The creation of systematic literature reviews is a time-consuming and repetitive task, fundamental for synthesizing existing research comprehensively. Manual screening of large volumes of scholarly articles based on titles and abstracts often results in weeks or even months of dedicated effort by researchers. Conventional keyword-based filtering techniques are often inadequate due to semantic ambiguities and inconsistent terminology, leading to suboptimal inclusion and exclusion of relevant literature.

Methodological Innovation

This research introduces a structured approach leveraging LLMs to automate the initial filtration process. By acting as classification agents, LLMs are employed to evaluate a large dataset based on pre-defined criteria set through carefully crafted prompts. The primary objective is to enhance efficiency and reduce the manual workload while maintaining or exceeding human performance accuracy benchmarks. This is achieved by avoiding common pitfalls of LLMs, such as hallucinations, through context-specific prompts and consensus voting schemes.

Evaluation and Results

The paper presents a rigorous evaluation using a dataset of 8,323 articles pertinent to a specific research domain, compared against a manually curated ground truth. The authors test several advanced LLMs, including GPT-4o, Claude 3.5 Sonnet, Gemini 1.5 Flash, and Llama3 (8B and 70B). The evaluation metrics focus on true positives (TP), false positives (FP), true negatives (TN), and false negatives (FN), alongside accuracy (Acc), precision (P), recall (R), and F $_1$ score.

Key Findings

Accuracy and Recall: All LLMs demonstrated high accuracy, exceeding 90%, with recall rates surpassing 97%. This is critical as high recall ensures minimal loss of relevant literature during filtration.
Efficiency: The use of LLMs reduced the initial review time from several weeks to minutes.
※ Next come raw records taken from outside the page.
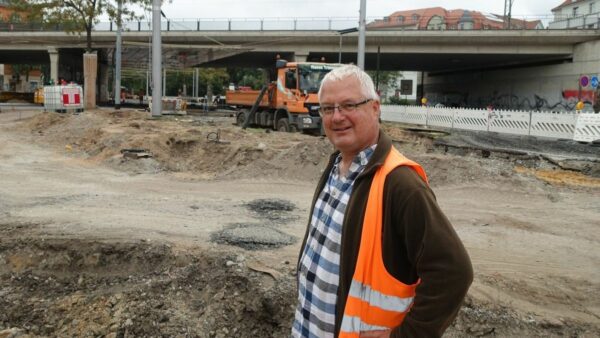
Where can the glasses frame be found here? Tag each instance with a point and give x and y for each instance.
(343, 108)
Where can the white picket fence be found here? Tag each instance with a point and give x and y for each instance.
(574, 126)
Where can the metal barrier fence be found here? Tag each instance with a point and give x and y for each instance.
(574, 126)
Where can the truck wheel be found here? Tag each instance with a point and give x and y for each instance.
(283, 125)
(241, 119)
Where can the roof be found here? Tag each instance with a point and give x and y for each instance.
(566, 3)
(419, 19)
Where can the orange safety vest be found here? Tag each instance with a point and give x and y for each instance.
(377, 300)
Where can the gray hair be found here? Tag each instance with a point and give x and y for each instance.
(340, 73)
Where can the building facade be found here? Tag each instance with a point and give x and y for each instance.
(573, 14)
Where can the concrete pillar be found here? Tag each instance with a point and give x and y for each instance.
(103, 77)
(53, 52)
(90, 70)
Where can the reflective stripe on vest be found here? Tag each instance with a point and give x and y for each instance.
(377, 300)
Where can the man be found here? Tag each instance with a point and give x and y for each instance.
(379, 258)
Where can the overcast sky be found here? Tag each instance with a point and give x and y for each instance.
(179, 9)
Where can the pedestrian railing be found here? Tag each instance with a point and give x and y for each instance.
(310, 24)
(564, 125)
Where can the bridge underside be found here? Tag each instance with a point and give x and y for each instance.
(430, 62)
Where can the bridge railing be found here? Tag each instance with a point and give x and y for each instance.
(581, 21)
(565, 125)
(327, 24)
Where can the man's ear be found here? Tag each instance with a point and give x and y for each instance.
(376, 107)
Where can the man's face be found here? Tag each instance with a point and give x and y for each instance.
(349, 131)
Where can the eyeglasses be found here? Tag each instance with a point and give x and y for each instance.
(342, 108)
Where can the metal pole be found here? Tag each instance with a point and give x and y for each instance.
(156, 59)
(118, 58)
(147, 83)
(377, 73)
(361, 34)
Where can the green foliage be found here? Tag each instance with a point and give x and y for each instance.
(387, 79)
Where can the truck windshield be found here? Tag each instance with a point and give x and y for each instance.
(311, 76)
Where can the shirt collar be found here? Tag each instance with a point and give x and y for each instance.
(359, 162)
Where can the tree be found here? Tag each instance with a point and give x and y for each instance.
(76, 16)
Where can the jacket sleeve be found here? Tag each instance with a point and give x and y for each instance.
(437, 257)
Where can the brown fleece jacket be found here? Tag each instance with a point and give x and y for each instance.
(418, 242)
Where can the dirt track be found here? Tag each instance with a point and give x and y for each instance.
(98, 245)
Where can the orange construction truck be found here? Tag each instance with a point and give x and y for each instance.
(288, 104)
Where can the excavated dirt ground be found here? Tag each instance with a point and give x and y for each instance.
(199, 236)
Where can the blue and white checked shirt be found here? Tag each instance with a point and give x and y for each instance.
(318, 273)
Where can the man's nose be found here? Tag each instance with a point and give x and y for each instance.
(337, 113)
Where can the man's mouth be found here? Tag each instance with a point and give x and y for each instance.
(338, 129)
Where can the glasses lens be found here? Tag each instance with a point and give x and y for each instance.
(327, 110)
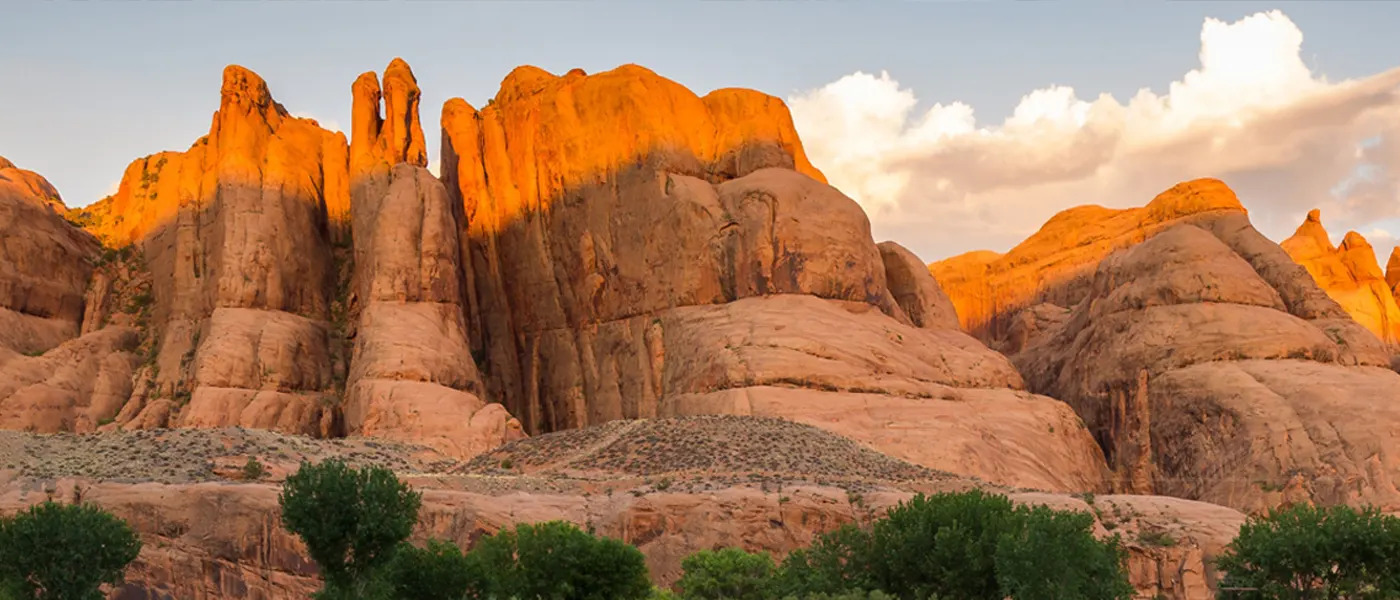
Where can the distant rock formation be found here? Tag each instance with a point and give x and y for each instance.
(637, 251)
(1348, 274)
(258, 286)
(1056, 265)
(1211, 367)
For instance, GPT-4o processed the dataset in under ten minutes, costing approximately $28.81.
Consensus Voting: The application of consensus schemes significantly improved filtration accuracy. A "Consensus (Best)" approach, utilizing the top-performing models, achieved a recall rate of over 98.8%, with only a single paper misclassified as a false negative.

Implications and Future Directions

The demonstrated ability of LLMs to substantially reduce the initial workload and time required for SLRs presents multiple implications:

Resource Allocation: Significant reduction in manual efforts allows researchers to focus more on synthesis and analysis, optimizing resource use.
Scalability: The methodology's scalability makes it suitable for large-scale reviews across diverse academic fields.
Interdisciplinary Research: The improved and efficient filtration may facilitate broader interdisciplinary studies by making initial literature surveys less burdensome.

The paper also highlights potential pathways for future research. These include refining prompt engineering techniques to enhance LLM performance further, exploring few-shot or zero-shot learning for more nuanced classification tasks, and extending automation to subsequent stages of the SLR process, such as paper coding and qualitative analysis.

Conclusion

This paper offers a comprehensive evaluation of leveraging LLMs for systematic literature filtration, providing a robust and structured methodology that can significantly enhance efficiency and accuracy. The findings suggest that incorporating LLMs into the academic review process can transform the conventional labor-intensive methods into more streamlined and scalable approaches, potentially revolutionizing how systematic literature reviews are conducted in the future. This research underscores the growing potential of responsible AI integration in academic practices, paving the way for broader and more accessible applications in advancing scholarly work.